Exposé: Behind New Zealand’s $12b Defence Plan lies a quiet strategic realignment
The Government says New Zealand is facing its most challenging and dangerous strategic environment in decades. It is a warning and one that appears repeatedly throughout the Defence Capability Plan 2025, a document outlining the largest military spending increase in modern New Zealand history.
The Government cites a rapidly changing world, growing instability across the Indo-Pacific, intensifying geopolitical competition, and a security environment that can be argued bears little resemblance to the one New Zealand faced only a generation ago. The message portrayed is that the world has become more dangerous and New Zealand must prepare. But that alone raises some questions.

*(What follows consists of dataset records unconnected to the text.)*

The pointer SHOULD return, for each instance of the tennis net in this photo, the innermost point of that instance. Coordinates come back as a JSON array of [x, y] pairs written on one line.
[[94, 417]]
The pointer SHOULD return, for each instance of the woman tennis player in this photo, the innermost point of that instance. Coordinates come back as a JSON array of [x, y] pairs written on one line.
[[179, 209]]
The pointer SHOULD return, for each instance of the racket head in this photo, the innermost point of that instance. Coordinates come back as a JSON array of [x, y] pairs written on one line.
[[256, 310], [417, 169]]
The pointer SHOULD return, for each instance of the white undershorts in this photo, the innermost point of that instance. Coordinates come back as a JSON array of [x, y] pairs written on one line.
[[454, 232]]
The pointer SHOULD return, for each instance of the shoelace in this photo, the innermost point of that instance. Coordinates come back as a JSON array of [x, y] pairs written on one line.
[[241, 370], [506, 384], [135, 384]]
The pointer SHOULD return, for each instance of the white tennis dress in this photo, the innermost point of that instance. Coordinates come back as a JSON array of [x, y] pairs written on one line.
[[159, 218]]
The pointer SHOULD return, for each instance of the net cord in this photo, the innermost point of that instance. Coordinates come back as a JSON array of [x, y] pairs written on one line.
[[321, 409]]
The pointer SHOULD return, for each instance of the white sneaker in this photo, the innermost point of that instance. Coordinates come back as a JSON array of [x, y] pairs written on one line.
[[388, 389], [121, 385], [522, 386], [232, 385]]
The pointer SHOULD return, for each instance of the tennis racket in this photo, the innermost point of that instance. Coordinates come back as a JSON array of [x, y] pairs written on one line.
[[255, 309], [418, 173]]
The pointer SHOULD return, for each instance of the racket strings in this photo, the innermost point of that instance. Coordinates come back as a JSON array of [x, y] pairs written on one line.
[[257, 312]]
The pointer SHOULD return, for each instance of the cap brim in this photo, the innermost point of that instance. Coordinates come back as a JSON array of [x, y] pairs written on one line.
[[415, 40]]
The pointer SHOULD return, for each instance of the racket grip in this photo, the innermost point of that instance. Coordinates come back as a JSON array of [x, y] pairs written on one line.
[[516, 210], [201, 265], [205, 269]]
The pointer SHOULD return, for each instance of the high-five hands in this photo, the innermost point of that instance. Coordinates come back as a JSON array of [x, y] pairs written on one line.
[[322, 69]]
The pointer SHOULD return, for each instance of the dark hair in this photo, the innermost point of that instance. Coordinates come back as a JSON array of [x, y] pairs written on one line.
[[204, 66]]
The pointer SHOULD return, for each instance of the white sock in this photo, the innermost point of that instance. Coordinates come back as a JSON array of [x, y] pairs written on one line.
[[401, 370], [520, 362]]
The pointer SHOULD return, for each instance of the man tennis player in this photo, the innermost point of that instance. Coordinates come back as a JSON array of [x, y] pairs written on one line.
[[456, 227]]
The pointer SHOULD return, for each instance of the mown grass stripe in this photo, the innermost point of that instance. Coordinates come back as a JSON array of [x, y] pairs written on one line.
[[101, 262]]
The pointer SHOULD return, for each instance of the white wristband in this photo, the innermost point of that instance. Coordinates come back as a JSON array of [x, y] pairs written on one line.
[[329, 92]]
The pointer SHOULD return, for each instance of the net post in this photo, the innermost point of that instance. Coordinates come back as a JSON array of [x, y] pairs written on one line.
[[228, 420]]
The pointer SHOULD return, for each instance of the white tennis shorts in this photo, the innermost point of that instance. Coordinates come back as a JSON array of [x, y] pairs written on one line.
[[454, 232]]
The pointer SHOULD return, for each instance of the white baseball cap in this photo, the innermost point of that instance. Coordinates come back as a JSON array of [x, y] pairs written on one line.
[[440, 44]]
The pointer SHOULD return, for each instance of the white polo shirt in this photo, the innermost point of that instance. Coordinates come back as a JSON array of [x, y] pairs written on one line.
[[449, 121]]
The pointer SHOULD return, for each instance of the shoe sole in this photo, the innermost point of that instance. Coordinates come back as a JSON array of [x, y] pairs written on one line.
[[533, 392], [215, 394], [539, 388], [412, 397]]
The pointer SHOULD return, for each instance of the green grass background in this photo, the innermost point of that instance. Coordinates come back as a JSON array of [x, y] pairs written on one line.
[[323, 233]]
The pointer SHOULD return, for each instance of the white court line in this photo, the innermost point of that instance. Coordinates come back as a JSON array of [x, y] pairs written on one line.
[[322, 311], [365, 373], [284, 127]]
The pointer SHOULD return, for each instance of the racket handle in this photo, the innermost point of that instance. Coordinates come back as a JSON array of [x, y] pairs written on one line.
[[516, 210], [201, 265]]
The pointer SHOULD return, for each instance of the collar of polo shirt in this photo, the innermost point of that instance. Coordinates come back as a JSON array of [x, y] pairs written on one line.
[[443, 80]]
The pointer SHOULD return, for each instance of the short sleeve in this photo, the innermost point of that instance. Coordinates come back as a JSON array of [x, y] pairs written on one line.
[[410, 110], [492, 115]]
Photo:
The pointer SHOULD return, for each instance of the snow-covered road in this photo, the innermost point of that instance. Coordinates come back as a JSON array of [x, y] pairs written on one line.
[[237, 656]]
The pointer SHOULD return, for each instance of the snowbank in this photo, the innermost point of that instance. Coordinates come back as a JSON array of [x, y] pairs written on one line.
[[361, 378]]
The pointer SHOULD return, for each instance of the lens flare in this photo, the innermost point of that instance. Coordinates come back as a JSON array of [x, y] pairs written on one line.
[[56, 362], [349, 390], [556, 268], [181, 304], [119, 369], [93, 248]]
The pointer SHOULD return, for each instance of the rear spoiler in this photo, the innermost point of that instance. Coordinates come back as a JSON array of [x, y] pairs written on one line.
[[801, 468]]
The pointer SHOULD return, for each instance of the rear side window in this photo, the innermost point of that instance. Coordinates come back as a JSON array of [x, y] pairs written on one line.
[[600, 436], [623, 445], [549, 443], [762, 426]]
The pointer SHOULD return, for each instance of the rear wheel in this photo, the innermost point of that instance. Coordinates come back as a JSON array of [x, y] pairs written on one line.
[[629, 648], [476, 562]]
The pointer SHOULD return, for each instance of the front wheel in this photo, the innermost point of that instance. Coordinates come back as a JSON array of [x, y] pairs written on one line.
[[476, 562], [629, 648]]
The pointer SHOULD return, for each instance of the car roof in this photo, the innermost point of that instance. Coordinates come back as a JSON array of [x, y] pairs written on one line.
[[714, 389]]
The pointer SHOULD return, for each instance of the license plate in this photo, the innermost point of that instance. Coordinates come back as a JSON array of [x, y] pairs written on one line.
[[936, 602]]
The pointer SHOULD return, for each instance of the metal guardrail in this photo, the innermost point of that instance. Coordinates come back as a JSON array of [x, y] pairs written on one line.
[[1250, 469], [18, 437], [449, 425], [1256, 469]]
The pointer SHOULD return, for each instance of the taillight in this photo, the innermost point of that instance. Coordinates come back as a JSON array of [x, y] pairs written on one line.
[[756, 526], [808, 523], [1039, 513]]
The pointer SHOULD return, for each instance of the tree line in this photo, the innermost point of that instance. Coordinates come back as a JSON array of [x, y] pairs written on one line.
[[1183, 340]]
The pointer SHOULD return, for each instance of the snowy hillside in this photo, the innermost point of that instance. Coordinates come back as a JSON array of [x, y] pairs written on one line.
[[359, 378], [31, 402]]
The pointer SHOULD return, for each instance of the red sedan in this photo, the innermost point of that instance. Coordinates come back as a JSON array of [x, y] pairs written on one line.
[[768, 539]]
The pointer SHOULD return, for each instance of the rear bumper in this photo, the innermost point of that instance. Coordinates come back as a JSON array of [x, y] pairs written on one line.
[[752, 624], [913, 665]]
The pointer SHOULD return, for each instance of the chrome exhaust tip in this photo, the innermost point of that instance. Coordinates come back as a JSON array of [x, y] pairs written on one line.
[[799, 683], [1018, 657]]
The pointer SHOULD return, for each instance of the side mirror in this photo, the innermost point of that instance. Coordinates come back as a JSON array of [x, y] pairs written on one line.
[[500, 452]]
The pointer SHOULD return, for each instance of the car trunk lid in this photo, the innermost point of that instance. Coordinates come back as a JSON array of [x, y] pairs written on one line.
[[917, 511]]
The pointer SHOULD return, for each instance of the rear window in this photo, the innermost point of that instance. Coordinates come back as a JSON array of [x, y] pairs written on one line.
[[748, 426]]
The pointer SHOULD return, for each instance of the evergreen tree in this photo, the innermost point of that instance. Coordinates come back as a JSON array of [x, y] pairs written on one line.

Since the Government unveiled its plan to spend approximately $12 billion on defence over four years, many mainstream media reports focused on the figures, the cost to taxpayers, and the practical challenges of rebuilding a Defence Force that has suffered from years of underinvestment.
What has received far less attention is what the Government actually intends to build.
A closer examination of the Defence Capability Plan document, supporting Cabinet papers, ministerial statements, and associated policy documents reveals a concerning story that extends well beyond replacing ageing aircraft, upgrading military infrastructure, or purchasing new technology. Buried throughout hundreds of pages, broader transformation is taking shape, one that will not simply change what equipment the New Zealand Defence Force operates but may also redefine how it is expected to operate, who it is expected to operate alongside, and what role New Zealand intends to play in an increasingly contested region.
Throughout many publicly available documents released by the Government, each repeatedly describe the need for a Defence Force that is increasingly combat capable, interoperable with international partners, and able to contribute to collective security arrangements across the Indo-Pacific. These references to deterrence, strategic competition, coalition operations, and alliance integration appear throughout the Government's planning assumptions. They sit at the heart of a strategy that would significantly reshape New Zealand's military framework and deepen its integration with partner nations across the Indo-Pacific.
That marks a notable shift from the language that dominated much of New Zealand's defence policy during the decades that followed the Cold War. Governments tended to emphasise peacekeeping, humanitarian assistance, disaster relief, maritime patrols, and regional engagement. Those functions remain important and continue to feature in official planning, but the emphasis has changed.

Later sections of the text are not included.